If you are a procrastinator, pay attention to exactly when you postpone the job.
It is a very critical time to do the job: when it is impossible to do it perfectly as designed, but we have enough time to grow up, albeit end to end. In fact, there is a sign that this behavior has given us, it is important to consider it. We do not want to comply with perfection. This is not possible anyway. It is useful to listen and re-weigh this sign that it is realistic to expect perfection from we and how much it works.
Another important point in chronic procrastination is the conditioning cycle.
Normally, we feel in the profits because we spend 2 hours on a job that will spend hours, and as a result we don’t lose much. If this is an exam, it may seem like getting an average result, preparing a presentation, or being able to offer something more or less, compared to the effort we put into our eyes.
However, we have to admit to ourselves: We did not get real pleasure from what we did instead of doing our job while delaying. Against the background of our minds, we continued to experience the anxiety of the work we had to do. We met with our friends, we watched the series, but we could not enjoy it fully because our mind was actually at work.
The idea that we are profitable from our work is an illusion and nurtures this behavioral cycle. When we do not look like this, our mind automatically looks at the result instead of the process and if there is a bad result there is a profit count. Therefore, we tend to postpone again in the next times. So our mind simply codifies what happened as follows: I worked less and got good results according to my work.
To break the loop, we have to look at the result, not the result.
There was an anxiety that continued to be experienced in the background during the entire period of postponement. And even if we fit the work for less than it will be, we will have a lot more mental fatigue by carrying our work in our minds at all times we postpone it.
It is also important to remember the great panic situation that occurred during the cultivation of the work in those last periods. Understanding how this cycle continues, realizing our disadvantaged situation in the process instead of automatic thinking will be important points in breaking the cycle.

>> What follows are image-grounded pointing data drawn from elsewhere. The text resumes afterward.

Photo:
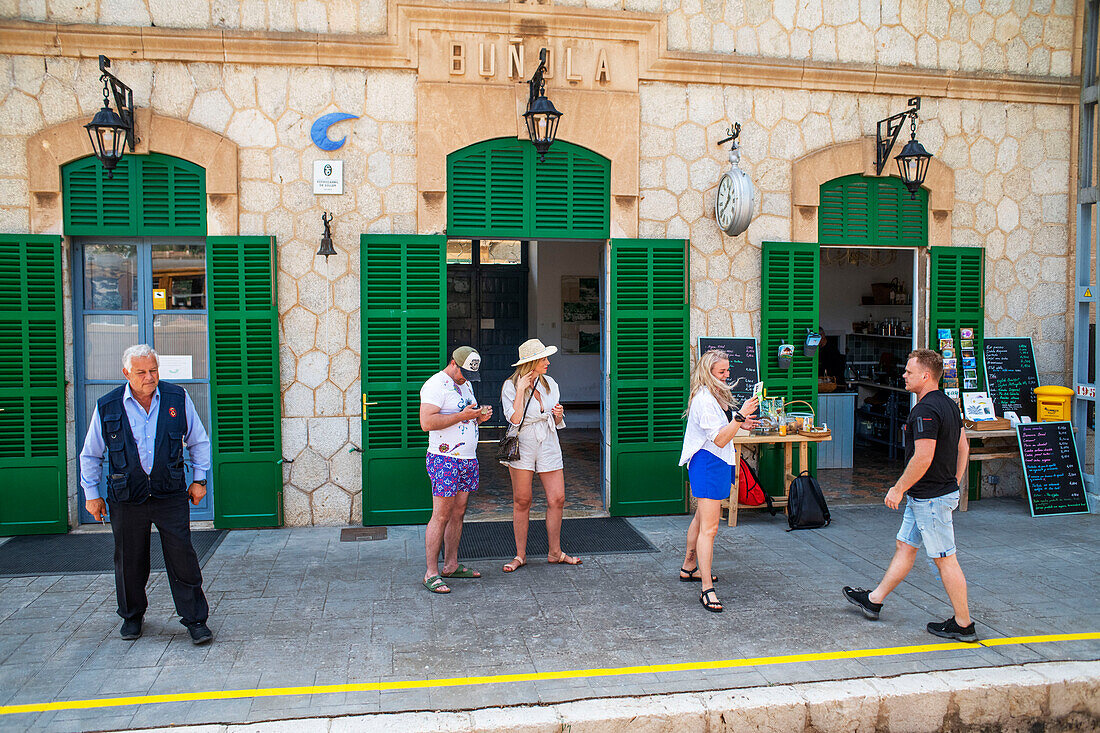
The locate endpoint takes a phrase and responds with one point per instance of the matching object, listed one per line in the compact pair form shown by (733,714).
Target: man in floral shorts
(449,413)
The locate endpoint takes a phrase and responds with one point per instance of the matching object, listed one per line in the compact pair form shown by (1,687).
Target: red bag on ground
(749,491)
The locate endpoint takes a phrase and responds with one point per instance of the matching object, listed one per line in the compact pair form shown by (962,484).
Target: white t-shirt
(459,440)
(705,418)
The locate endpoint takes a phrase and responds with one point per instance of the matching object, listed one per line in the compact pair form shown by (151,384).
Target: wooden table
(772,438)
(986,453)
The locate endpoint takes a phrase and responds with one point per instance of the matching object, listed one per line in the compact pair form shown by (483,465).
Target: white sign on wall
(328,176)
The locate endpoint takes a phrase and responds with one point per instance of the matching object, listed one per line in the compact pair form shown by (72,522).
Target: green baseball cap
(469,362)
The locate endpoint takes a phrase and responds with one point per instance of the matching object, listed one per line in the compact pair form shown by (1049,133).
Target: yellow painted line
(535,677)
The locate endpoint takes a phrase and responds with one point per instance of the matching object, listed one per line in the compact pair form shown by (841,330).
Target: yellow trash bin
(1054,403)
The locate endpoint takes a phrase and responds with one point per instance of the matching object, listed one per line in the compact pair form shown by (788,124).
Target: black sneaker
(950,628)
(131,628)
(862,599)
(199,632)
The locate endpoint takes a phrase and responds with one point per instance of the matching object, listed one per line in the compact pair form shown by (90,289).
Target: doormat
(603,535)
(85,554)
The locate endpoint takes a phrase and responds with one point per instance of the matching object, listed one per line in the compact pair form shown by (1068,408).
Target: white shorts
(537,456)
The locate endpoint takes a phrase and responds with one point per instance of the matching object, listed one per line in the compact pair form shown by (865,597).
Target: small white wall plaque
(328,176)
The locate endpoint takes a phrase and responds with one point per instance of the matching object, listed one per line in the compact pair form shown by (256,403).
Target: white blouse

In addition, time management goes hand in hand with self-discipline. The following is an important start in developing this skill: When we calculate how long a business takes, the account at home does not fit in the bazaar. While it takes 2 hours to prepare that presentation, you may realize that you have completed half of it in 2 hours. At this point, I recommend you double whatever time you have in mind. This will be a good first step if you are just at the beginning to improve time management skills.
In addition, the amount of time you will devote to work, how many minutes you work and how many minutes you take a break will also mean that you take back the rudder with awareness and intent on this primitive side mentioned above. Time management, as part of self-discipline, is a skill that becomes easier as it repeats, although difficult at first.
As a result, although the procrastination disease causes us to underperform, it ironically keeps our self-confidence high. The connection is simple, though indirect: In every job you postpone and fail to get good results, you avoid the possibility that the reason is related to you. So you continue to stick to the belief that you actually do good.
But you do this without actually giving yourself the chance to do good deeds. Therefore, the way to consolidate this self-confidence, which we maintain in a fragile way, is to give ourselves time, take the opportunity and take the scenario that we avoid.